Canadian Engineer Brings Home His Own Australian-Made Wines
John Bringas, P.Eng., remembers at age four going to the dirt-floor shed behind his maternal grandfather's Windsor, Ontario, home. There, like so many of his fellow Italian immigrants, his grandfather Luigi "Gigi" Zorzit, made his "vino puro". At such a tender age, John may not have fallen in love with wine but he certainly became mesmerized by winemaking.
The fascination with winemaking stayed with him and perhaps it should have matured into pursuit of a chemical engineering degree at university. Instead, John Bringas earned a diploma in metallurgical technology from Ryerson Polytechnic and a degree in engineering materials from the University of Windsor.

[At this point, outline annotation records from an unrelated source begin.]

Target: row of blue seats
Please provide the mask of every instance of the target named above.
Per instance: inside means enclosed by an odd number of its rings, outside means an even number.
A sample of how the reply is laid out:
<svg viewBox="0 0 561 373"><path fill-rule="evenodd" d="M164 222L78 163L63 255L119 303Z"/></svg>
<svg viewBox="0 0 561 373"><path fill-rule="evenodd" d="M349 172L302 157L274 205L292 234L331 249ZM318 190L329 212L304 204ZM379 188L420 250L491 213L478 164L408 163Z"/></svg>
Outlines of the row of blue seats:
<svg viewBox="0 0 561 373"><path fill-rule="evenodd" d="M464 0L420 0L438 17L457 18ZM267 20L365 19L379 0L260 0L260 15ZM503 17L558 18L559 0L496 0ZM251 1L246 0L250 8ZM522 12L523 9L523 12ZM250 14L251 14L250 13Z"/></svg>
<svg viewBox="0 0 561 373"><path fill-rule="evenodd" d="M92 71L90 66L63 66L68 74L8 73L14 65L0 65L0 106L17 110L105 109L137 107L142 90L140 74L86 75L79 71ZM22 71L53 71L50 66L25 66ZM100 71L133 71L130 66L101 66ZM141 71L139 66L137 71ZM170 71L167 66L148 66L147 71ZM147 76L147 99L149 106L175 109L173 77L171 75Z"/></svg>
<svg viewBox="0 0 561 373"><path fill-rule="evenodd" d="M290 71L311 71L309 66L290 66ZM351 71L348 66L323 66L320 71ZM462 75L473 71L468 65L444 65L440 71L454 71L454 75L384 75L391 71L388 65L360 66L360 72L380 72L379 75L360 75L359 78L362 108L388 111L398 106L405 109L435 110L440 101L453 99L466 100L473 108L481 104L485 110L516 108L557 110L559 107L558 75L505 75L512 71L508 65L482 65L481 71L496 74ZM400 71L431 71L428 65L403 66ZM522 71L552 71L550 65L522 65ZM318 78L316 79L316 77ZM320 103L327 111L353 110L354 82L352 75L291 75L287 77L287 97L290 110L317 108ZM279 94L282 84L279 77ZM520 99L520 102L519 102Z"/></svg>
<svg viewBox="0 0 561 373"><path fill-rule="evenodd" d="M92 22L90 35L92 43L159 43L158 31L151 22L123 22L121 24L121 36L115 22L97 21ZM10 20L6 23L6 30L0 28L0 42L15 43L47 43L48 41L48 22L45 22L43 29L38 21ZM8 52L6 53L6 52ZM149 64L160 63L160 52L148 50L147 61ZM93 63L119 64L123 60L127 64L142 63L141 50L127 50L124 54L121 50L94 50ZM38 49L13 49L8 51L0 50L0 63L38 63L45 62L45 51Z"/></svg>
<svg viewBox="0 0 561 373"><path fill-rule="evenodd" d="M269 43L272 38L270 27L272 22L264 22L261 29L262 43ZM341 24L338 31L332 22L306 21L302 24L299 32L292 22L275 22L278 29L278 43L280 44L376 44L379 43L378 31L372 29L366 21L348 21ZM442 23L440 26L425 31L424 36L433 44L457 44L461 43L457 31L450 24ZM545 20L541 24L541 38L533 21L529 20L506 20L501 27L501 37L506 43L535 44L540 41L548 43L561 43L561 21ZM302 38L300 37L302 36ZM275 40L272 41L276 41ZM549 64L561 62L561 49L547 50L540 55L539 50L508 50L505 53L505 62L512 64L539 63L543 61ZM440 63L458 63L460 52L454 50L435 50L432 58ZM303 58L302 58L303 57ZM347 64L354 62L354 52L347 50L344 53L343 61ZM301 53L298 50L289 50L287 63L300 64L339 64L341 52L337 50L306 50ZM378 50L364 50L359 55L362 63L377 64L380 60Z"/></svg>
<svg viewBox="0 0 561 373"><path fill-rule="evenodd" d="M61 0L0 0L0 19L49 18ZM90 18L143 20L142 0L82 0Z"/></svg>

He then moved to Edmonton in 1978 to join a consulting firm. In 1982, Mr. Bringas founded Codes and Standards Training Inc., the firm he still heads and which delivers professional development courses. He also runs a technical publishing house, CASTI Publishing Inc. and has authored several metals and materials guide books. They include the CASTI Metals Black Book, which has sold more than 20,000 copies in 80 countries.
Meanwhile, the lessons and attention to detail learned at grandpa's knee became useful as Mr. Bringas joined the thousands of Canadians who make wine as a hobby. When he built a new Edmonton home, he even added a room especially for making and storing wine. Mr. Bringas enjoyed sharing his wines with friends, family and colleagues. However, a 1997 business trip to Adelaide, South Australia, set him down a path that would carry winemaking beyond the realm of a hobby.

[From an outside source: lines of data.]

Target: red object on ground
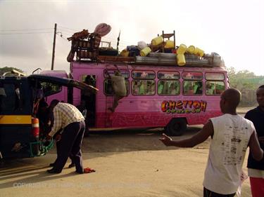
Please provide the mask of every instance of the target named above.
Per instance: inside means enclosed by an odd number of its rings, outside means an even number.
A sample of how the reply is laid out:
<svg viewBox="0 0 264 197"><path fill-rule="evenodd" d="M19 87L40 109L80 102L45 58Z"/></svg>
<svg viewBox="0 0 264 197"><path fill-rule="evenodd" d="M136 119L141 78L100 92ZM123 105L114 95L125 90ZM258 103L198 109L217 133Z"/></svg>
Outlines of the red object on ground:
<svg viewBox="0 0 264 197"><path fill-rule="evenodd" d="M95 170L89 168L86 168L83 170L84 173L92 173L95 172Z"/></svg>

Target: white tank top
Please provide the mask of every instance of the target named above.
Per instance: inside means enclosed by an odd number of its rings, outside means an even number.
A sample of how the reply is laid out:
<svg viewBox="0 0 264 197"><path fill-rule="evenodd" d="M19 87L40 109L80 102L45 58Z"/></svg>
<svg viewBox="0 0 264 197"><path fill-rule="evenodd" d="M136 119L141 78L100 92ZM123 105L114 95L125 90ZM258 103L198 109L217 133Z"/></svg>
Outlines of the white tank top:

Though already aware of Australia's wines, once there, Mr. Bringas became much more attuned to the range and subtlety of Down Under wines, particularly those from around Adelaide, the country's unofficial wine capital.
He had occasion to make repeated business trips to Australia, usually spending several months there each year. Through business contacts and by touring the wine regions, Mr. Bringas met many Australian growers and wine producers, including the legendary viticulturist Peter Lehmann.
With a if-you-can't-beat-'em-join-'em attitude, Mr. Bringas decided two years ago to shift beyond being a connoisseur to becoming a producer of Australian wines.
Using meticulously selected, hand-picked grapes from the Adelaide Plains, McLaren Vale and Baroota regions, Mr. Bringas is producing full-bodied red wines, in the Adelaide area, that have the spicy taste the Canadian engineer was after.
"I love wines that have texture ? so that when I taste them, I feel I can chew them."
Based on his experience producing similar wines in his Canadian home with California zinfandel grapes, Mr. Bringas believes this will appeal to Canadian palates.
He hopes Canadians will share an enthusiasm and taste for his Aussie wines (which retail between $30-$40 a bottle) enough to justify increasing his production when next March's grape crop ripens.
"As far as I know, I am the only Canadian making wine in Australia and exporting it exclusively to Canada."
The first vintage produced in 2001 by Gigi International Wines Inc. goes on sale only in Alberta this fall.
"Next year, we're looking toward exporting to other provinces," says Mr. Bringas, who has been able to link one of his other hobbies, bird watching, with his wine venture. Gigi bottles aren't only a taste treat; they're also a colourful sight thanks to the four Australian birds, the Kookaburra, Rosella, Cockatiel and Galah after which the three shiraz wines and one blend are named. Adelaide-area artist Sandra Roe painted the colourful illustrations that grace the labels.
If you haven't guessed it, the Gigi brand honours the memory of Grandpa Gigi and his dedication to producing a wine worthy of old-world standards.
And would Gigi Zorzit, who died in 1975, approve? His grandson thinks so, suggesting: "I think first he would laugh, and ask 'Can I taste it?' Then he would smile from ear to ear. That would be enough approval for me."